ConcurrencyLimit::ResumeWorker cron is EE-gated but concurrency limit middleware is not — CE instances permanently deadlock workers
### Summary
`ConcurrencyLimit::ResumeWorker` cron registration is EE-gated (`Gitlab.ee do` block in `config/initializers/1_settings.rb`, line 850), but the concurrency limit middleware and `DEFAULT_CONCURRENCY_LIMIT_PERCENTAGE_BY_URGENCY` (introduced in MR !194881, milestone 18.3) are **not** EE-gated. Any CE instance with `GITLAB_SIDEKIQ_MAX_REPLICAS > 0` and `SIDEKIQ_CONCURRENCY > 0` (both set automatically by the Helm chart) permanently deadlocks workers using `deduplicate :until_executed`.
### GitLab version
18.9.0-ce (Helm chart deployment on Kubernetes, `gitlab-sidekiq-ce:v18.9.0`)

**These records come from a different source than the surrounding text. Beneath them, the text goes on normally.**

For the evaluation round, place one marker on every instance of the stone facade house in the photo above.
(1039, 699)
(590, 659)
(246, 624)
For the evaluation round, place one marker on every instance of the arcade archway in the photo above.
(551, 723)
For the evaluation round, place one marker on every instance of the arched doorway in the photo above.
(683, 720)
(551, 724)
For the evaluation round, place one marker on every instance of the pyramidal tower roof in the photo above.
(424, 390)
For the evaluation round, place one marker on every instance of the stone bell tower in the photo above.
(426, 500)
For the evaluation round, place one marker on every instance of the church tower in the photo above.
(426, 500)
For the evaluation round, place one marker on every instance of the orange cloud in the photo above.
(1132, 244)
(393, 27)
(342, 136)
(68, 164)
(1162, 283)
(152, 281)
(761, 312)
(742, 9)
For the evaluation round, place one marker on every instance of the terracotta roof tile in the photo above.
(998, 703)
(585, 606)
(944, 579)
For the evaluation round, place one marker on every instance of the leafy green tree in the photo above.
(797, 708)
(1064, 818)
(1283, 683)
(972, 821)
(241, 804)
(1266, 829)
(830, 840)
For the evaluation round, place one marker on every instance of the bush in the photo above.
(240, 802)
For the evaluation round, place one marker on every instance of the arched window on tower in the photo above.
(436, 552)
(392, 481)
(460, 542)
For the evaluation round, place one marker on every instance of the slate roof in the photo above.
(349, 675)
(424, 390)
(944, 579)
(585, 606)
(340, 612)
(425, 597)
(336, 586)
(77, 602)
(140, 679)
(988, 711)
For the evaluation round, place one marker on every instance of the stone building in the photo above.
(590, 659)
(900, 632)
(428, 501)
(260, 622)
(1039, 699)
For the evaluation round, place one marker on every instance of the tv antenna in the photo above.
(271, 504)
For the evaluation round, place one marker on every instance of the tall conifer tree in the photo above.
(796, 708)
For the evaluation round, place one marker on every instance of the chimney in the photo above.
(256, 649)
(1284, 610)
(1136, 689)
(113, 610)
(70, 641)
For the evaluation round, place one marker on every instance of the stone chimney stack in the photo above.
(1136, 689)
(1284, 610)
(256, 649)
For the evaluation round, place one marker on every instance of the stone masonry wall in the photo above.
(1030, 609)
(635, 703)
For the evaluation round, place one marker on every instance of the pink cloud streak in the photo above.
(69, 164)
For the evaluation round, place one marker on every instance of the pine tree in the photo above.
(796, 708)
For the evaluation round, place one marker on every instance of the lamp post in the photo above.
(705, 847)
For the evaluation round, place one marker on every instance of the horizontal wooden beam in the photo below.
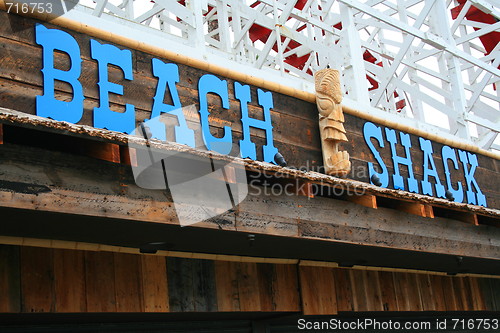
(32, 122)
(88, 187)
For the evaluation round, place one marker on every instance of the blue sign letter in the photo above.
(372, 131)
(247, 147)
(449, 154)
(168, 74)
(212, 84)
(47, 105)
(397, 160)
(105, 55)
(426, 147)
(468, 158)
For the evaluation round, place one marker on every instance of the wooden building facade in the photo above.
(84, 247)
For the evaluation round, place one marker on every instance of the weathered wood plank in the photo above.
(204, 287)
(387, 287)
(69, 275)
(451, 301)
(401, 284)
(180, 284)
(360, 298)
(226, 276)
(10, 279)
(104, 151)
(285, 288)
(100, 281)
(37, 279)
(438, 292)
(373, 290)
(427, 297)
(476, 295)
(366, 200)
(488, 293)
(248, 287)
(343, 289)
(128, 283)
(317, 287)
(154, 283)
(267, 280)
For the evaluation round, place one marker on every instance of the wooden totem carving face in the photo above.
(331, 119)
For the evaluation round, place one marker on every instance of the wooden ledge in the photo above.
(113, 146)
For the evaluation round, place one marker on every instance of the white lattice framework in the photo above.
(425, 68)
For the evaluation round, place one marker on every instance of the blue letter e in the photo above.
(47, 105)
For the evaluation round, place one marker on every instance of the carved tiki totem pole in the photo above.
(331, 118)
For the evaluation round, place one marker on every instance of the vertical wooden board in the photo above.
(495, 292)
(266, 276)
(460, 294)
(387, 287)
(414, 293)
(358, 290)
(128, 283)
(226, 279)
(317, 289)
(69, 276)
(476, 295)
(204, 294)
(437, 291)
(100, 281)
(401, 286)
(427, 297)
(343, 289)
(449, 293)
(37, 279)
(10, 279)
(308, 291)
(180, 284)
(154, 283)
(485, 286)
(248, 287)
(286, 288)
(373, 291)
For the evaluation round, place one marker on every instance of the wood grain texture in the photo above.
(69, 278)
(285, 288)
(100, 282)
(248, 287)
(10, 279)
(295, 121)
(226, 277)
(154, 283)
(343, 289)
(37, 280)
(318, 293)
(387, 287)
(128, 283)
(266, 282)
(56, 280)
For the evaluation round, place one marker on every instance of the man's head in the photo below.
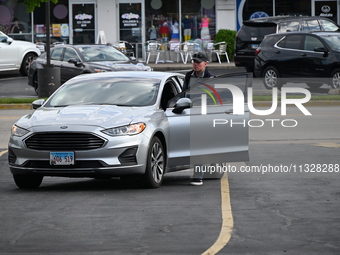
(199, 61)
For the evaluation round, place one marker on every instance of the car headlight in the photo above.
(18, 131)
(131, 129)
(99, 70)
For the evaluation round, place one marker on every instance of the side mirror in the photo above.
(9, 40)
(181, 104)
(38, 103)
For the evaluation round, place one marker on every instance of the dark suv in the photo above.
(253, 31)
(302, 57)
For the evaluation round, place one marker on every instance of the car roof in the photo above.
(129, 74)
(278, 19)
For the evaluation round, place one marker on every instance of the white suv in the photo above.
(16, 55)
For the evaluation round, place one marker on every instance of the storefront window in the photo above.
(164, 22)
(15, 21)
(59, 23)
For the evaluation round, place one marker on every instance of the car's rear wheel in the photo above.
(335, 79)
(27, 61)
(35, 83)
(155, 166)
(24, 181)
(271, 78)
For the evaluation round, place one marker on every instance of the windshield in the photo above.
(105, 53)
(112, 91)
(333, 41)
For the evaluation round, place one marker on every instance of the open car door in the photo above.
(203, 126)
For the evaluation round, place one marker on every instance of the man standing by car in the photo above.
(200, 70)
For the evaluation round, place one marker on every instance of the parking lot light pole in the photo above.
(48, 76)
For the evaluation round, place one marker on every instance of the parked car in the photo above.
(253, 31)
(81, 59)
(126, 123)
(314, 57)
(16, 54)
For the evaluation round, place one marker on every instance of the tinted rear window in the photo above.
(257, 30)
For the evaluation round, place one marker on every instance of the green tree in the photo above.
(32, 4)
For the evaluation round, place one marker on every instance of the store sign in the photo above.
(327, 9)
(130, 20)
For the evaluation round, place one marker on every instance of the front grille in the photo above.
(64, 141)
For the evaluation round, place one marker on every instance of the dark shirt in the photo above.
(191, 74)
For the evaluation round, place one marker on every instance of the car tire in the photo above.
(335, 79)
(271, 78)
(314, 85)
(155, 165)
(26, 62)
(27, 181)
(35, 83)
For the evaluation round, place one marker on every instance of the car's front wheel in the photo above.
(24, 181)
(335, 79)
(27, 61)
(271, 78)
(155, 166)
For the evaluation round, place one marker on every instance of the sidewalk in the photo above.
(180, 66)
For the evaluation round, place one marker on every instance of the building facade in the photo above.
(137, 21)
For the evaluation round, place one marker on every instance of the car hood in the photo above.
(105, 116)
(121, 66)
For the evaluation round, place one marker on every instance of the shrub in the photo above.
(226, 35)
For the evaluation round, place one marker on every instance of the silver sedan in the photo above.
(127, 124)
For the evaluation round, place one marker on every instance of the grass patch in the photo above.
(255, 99)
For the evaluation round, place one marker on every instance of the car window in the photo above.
(291, 42)
(311, 42)
(108, 53)
(289, 26)
(56, 53)
(310, 25)
(328, 25)
(119, 91)
(213, 88)
(333, 41)
(256, 30)
(70, 53)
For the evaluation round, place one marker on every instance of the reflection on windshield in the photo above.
(91, 54)
(117, 91)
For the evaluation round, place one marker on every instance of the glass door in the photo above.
(130, 15)
(83, 23)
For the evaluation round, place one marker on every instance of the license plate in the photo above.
(61, 158)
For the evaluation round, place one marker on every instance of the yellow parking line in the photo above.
(227, 219)
(2, 153)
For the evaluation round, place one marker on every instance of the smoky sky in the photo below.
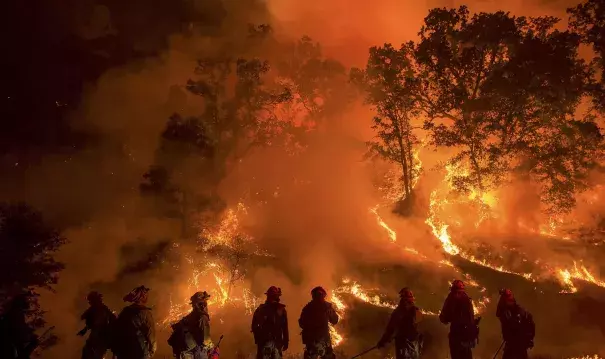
(321, 231)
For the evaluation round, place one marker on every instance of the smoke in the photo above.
(316, 219)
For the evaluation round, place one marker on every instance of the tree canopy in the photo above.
(503, 91)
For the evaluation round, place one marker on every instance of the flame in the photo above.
(355, 289)
(211, 274)
(392, 234)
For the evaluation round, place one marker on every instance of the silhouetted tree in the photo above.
(588, 19)
(27, 245)
(505, 90)
(391, 89)
(319, 84)
(240, 104)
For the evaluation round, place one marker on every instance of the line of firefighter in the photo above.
(131, 335)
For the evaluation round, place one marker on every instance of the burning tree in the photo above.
(240, 103)
(319, 84)
(390, 87)
(504, 90)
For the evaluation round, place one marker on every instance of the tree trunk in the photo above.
(403, 158)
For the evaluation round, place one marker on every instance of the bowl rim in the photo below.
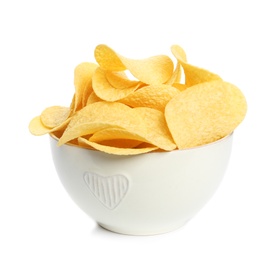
(152, 152)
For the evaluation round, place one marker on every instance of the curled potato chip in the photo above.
(108, 59)
(154, 70)
(148, 123)
(83, 83)
(36, 127)
(176, 76)
(55, 116)
(120, 80)
(104, 90)
(153, 96)
(205, 113)
(179, 53)
(115, 133)
(158, 109)
(116, 150)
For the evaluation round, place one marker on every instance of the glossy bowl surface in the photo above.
(143, 194)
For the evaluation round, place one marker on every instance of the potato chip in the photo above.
(108, 59)
(154, 70)
(116, 150)
(193, 75)
(205, 113)
(130, 106)
(176, 76)
(83, 83)
(115, 133)
(92, 98)
(55, 116)
(104, 90)
(153, 96)
(148, 123)
(120, 80)
(120, 143)
(36, 127)
(179, 53)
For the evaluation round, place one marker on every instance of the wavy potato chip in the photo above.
(36, 127)
(154, 70)
(112, 133)
(116, 150)
(153, 96)
(130, 106)
(119, 80)
(83, 74)
(205, 113)
(105, 91)
(54, 116)
(148, 123)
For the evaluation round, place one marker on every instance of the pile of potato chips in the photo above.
(129, 106)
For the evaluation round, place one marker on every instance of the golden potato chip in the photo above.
(108, 59)
(55, 116)
(115, 133)
(148, 123)
(205, 113)
(116, 150)
(176, 76)
(154, 70)
(179, 86)
(97, 116)
(120, 143)
(130, 106)
(104, 90)
(83, 83)
(92, 98)
(153, 96)
(193, 75)
(120, 80)
(179, 53)
(36, 127)
(153, 128)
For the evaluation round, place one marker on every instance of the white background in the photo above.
(41, 43)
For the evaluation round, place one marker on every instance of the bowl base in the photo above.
(142, 232)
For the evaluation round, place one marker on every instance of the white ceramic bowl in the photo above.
(144, 194)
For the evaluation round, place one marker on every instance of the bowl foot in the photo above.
(142, 232)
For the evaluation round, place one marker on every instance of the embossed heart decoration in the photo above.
(108, 190)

### What is the current bug behavior?
Workers with `deduplicate :until_executed` that exceed their computed concurrency limit are deferred into a Redis throttle queue by `ConcurrencyLimit::Server` middleware. Because `ConcurrencyLimit::ResumeWorker` is never registered as a cron job in CE, these deferred jobs are never resumed. The `until_executed` dedup cookie remains in Redis indefinitely (by design per MR !208142), causing all subsequent enqueue attempts for the same idempotency key to be silently dropped as duplicates.
**Observable symptoms:**
- CI job traces are never flushed from Redis to object storage (`Ci::BuildTraceChunkFlushWorker` deadlocked)
- The CI runner receives HTTP 202 ("accepted, but not yet completed") for 5 minutes on `PUT /api/v4/jobs/:id` until `ACCEPT_TIMEOUT` expires and the trace is discarded
- CI pipelines take ~14 minutes instead of ~3 minutes
- `sidekiq_client.log` shows repeated `job_status: deduplicated` / `deduplication.type: until executed` entries for `Ci::BuildTraceChunkFlushWorker`
- Redis key `sidekiq:concurrency_limit:throttled_jobs:{ci/build_trace_chunk_flush_worker}` accumulates jobs that are never drained
### What is the expected correct behavior?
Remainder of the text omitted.